The ICTY itself boasts “it has irreversibly changed the landscape of international humanitarian law and provided victims an opportunity to voice the horrors they witnessed and experienced”.
It also has an unrivalled record — all of the 161 people indicted on charges of genocide, war crimes or crimes against humanity have been caught and processed.
No fugitives
Even though former Serbian president Slobodan Milosevic died in his cell in 2006 before his trial ended, 80 others have been sentenced, most of whom are still serving long jail terms.
“I think that the tribunal has done what it had to do. I can say mission accomplished,” chief prosecutor Serge Brammertz told AFP.
In the convulsions which tore apart Yugoslavia, national courts would not have been able to do the same work as the ICTY, which “can close with no fugitives at large, with all trials processed,” he said.
The court played an important role in investigating atrocities on the ground — even during the height of the fighting — amassing nine million pages of documents, leaving a major legacy for historians and activists.
Brammertz also highlights the ICTY’s outreach to national courts established in Bosnia, Serbia and Croatia where thousands of individuals are still under investigation.
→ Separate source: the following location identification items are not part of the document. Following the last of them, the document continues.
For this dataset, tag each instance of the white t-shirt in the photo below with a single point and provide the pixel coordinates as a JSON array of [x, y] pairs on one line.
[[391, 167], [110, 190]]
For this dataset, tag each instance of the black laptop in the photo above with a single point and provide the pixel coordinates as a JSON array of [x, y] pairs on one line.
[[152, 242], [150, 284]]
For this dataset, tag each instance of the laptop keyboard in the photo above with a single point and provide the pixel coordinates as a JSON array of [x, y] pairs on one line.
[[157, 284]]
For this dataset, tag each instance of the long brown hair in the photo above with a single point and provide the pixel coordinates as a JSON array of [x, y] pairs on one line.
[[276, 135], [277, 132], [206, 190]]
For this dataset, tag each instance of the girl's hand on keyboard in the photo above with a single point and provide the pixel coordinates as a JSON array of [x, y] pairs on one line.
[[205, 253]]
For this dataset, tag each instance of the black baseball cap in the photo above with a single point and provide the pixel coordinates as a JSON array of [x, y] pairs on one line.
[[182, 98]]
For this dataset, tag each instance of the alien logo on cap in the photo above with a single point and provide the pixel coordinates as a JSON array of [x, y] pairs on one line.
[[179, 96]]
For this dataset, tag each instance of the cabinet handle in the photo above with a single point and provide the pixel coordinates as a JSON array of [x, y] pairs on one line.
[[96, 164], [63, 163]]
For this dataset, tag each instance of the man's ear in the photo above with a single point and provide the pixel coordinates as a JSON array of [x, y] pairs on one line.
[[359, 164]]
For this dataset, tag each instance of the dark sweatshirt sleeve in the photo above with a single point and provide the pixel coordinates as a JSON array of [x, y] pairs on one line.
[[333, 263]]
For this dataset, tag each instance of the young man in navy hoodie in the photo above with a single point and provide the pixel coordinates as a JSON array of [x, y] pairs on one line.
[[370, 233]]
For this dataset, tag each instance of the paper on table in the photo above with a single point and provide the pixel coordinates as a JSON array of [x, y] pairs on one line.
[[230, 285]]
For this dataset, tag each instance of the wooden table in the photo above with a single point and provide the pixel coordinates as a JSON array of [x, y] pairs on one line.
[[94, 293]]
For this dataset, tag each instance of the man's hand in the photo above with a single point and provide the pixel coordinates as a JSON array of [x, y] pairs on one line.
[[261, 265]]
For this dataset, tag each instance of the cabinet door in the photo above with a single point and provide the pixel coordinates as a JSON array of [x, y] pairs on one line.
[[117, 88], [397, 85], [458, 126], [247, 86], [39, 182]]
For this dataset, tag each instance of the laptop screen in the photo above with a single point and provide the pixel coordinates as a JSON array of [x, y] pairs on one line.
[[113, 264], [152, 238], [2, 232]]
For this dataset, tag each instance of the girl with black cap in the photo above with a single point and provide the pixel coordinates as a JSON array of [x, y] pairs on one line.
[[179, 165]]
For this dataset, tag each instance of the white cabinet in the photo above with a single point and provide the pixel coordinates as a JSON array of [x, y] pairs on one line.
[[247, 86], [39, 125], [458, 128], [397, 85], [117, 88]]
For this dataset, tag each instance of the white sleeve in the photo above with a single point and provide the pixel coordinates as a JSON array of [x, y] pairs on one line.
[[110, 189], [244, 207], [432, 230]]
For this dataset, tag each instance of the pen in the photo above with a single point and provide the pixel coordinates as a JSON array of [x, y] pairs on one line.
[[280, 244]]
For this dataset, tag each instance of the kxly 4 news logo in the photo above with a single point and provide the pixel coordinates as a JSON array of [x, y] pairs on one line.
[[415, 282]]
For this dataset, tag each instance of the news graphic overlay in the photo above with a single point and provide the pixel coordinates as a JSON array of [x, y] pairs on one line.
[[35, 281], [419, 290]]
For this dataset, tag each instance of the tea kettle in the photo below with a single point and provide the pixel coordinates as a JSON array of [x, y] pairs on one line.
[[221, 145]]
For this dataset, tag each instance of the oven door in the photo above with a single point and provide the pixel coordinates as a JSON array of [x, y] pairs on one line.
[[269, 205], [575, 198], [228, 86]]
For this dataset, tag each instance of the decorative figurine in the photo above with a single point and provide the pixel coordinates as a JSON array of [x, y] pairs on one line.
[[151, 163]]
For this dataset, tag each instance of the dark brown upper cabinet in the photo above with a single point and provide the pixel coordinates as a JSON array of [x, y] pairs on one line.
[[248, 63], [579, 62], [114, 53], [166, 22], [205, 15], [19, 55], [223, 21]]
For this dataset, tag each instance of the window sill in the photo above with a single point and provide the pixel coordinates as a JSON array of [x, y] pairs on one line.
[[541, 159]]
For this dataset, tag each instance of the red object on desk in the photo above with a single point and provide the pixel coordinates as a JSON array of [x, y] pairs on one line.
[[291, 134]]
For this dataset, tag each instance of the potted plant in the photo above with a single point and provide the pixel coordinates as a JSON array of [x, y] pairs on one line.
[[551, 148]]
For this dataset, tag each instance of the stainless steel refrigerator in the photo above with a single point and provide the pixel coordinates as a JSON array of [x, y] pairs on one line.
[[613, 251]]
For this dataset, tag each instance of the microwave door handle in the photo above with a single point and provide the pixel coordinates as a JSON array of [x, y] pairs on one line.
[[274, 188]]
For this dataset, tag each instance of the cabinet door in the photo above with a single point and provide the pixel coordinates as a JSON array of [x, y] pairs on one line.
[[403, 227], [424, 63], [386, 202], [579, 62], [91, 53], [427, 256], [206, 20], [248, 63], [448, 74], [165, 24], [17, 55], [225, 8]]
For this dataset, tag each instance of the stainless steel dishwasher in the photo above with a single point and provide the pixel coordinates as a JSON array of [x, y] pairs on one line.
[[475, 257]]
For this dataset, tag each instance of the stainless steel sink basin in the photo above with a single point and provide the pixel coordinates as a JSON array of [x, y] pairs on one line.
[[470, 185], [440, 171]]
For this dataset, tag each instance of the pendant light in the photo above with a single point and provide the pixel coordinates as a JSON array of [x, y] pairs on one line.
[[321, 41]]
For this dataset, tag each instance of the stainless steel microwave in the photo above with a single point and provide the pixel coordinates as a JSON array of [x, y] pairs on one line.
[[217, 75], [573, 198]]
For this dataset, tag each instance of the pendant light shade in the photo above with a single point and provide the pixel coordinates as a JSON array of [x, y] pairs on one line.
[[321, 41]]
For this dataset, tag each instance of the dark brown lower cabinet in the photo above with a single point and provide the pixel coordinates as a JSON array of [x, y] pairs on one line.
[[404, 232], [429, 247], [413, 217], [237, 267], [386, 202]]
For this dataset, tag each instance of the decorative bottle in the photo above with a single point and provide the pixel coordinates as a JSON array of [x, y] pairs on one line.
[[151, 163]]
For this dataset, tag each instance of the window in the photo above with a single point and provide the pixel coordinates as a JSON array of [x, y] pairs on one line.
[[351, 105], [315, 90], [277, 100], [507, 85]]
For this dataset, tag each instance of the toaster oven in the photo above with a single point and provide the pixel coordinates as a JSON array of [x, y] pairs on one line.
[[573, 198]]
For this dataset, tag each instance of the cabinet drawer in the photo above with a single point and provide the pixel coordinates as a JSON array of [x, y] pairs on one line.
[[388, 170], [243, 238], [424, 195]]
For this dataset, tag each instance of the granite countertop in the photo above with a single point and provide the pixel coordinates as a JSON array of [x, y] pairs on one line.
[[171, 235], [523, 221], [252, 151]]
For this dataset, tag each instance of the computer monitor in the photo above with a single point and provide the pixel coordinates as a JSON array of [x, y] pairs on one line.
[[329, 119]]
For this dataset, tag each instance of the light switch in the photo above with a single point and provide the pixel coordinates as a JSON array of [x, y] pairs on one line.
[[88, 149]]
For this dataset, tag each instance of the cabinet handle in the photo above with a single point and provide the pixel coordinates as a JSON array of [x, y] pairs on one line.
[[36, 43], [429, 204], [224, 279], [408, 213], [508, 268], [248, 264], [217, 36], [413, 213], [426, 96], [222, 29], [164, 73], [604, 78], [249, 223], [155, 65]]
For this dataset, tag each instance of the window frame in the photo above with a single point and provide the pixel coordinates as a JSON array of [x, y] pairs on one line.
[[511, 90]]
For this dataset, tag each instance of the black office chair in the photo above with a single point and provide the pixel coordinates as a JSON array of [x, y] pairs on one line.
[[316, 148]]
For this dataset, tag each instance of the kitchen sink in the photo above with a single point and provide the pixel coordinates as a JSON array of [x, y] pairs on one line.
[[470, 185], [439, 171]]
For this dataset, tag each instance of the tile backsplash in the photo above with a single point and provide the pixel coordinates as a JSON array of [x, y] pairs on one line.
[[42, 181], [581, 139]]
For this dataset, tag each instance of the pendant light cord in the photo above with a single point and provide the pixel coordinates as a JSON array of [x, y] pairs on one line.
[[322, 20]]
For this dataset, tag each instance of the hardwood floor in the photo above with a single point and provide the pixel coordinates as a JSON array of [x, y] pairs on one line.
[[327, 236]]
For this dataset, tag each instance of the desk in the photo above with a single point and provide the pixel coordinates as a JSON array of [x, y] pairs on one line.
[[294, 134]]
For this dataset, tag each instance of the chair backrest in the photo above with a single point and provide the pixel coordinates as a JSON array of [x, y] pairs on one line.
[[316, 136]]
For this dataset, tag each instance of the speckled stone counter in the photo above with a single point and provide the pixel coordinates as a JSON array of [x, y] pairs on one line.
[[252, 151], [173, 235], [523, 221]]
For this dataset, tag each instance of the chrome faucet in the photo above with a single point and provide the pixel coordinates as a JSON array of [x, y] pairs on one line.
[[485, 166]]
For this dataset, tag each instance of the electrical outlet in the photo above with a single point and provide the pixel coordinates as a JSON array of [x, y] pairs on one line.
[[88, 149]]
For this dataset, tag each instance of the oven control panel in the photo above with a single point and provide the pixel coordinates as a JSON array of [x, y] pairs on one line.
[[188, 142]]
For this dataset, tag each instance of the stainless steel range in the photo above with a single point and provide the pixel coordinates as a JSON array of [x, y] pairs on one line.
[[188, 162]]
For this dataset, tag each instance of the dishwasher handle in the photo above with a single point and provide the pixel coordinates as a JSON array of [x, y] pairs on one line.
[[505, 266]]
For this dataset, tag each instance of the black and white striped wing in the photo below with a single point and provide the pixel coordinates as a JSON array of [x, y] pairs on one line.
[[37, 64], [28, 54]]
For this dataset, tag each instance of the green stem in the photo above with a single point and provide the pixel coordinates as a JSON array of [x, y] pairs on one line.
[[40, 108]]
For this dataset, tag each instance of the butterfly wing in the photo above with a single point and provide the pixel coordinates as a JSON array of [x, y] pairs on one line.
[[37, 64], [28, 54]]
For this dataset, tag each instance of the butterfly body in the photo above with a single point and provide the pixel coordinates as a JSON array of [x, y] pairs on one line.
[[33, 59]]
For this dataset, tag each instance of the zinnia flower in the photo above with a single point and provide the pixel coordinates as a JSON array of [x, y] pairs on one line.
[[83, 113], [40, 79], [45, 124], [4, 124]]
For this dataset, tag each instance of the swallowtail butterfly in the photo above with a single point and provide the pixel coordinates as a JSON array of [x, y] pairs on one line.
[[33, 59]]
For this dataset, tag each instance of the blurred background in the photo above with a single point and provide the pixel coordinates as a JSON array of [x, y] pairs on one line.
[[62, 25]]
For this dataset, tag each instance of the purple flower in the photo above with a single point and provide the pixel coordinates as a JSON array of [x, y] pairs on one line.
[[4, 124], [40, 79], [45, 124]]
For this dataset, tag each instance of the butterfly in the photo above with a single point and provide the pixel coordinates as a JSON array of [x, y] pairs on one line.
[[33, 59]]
“National prosecutions have shrunk the space for denial,” said former US ambassador for war crimes issues Stephen Rapp.
Prosecutions and accountability are “one of the ways you remove the poison that affects the whole body politic,” added Rapp, now an expert with The Hague Institute for Global Justice.
But the court’s reputation was undeniably blemished by several high-profile acquittals, amid unsubstantiated rumours of pressure by the United States.
And experts caution that some of the tribunal’s loftiest ambitions — such as its UN mission to restore and maintain peace in the region — remain unfulfilled.
“I don’t think that’s necessarily the fault of the tribunal,” said war crimes expert Rachel Kerr, a senior lecturer at King’s College, London.
“It may be that the lesson that can be taken from it, is that international criminal justice is not actually the best tool for fostering peace and reconciliation,” she told AFP.
American Eric Stover, who was among the first investigators on the ground and helped uncover a mass grave containing 200 bodies in the Croatian town of Vukovar in 1992, agrees.
“Courts are backwards looking. They look at the facts and adjudicate individual responsibility. They’re not designed as social engineering institutions,” said Stover, now director of the Human Rights Center at the University of California, Berkeley.
Skewed legacy
Another problem was that, over time, the court was to some extent “hijacked” by the political agendas of the new Balkans nations as they jostled to join the European Union.
The narrative was presented “that people were again sacrificing themselves for the good of Serbia by going up to this court that ‘we don’t recognise the legitimacy of’… because we’re going to get EU accession,” said Kerr.
And while justice has been served for many, the sheer scale of the barbarity means it has not been delivered to all, experts agree.
Perhaps the court’s most telling legacy are the haunting statements of those who pleaded guilty.
“This responsibility is mine and mine alone,” former Bosnian Serb president Biljana Plavsic told the court in 2002, before being sentenced to 11 years in prison.